At a private tasting event in May, Pryor and founding partners Bill DeWitt and Zack Brager introduced early samples of beer styles they plan to market once they finish the permitting process — which they’re hoping to do by late summer. Early on, their focus will be fruited versions of beers that sour quickly, such as tart German wheat beers. But Brager points out this will just be a necessary first step in a long-term plan that involves pursuing Belgian-style blends.
“We want to get to the point where most of the beers we put out are one-, two-, and three-year aged — geuze and lambic styles,” Brager says, “But you can’t do that without releasing the lower turnaround Berliner weisses and goses, and stuff like that.”
Several breweries around the county have established significant barrel-aging programs, but usually by keeping beer in oak barrels behind the scenes while growing their companies around fresh brewed styles.
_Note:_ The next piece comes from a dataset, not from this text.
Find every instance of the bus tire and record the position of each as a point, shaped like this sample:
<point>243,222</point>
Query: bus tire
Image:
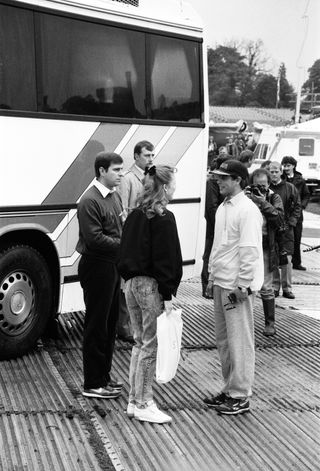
<point>26,299</point>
Since California Wild Ales is only producing aged beer, it will remain a small operation with very limited availability for several years while it sits on future releases.
“Right now we have 16 [barrels],” says Pryor, “and we’re in the buying process.” The plan is to fill their small warehouse with aging beer, with sporadic releases to fund the company’s slow growth.
“It’s going to be retail bottle sales at first,” adds Brager, “just to build up and grow into what we hope will be a tasting room and then a brewpub.”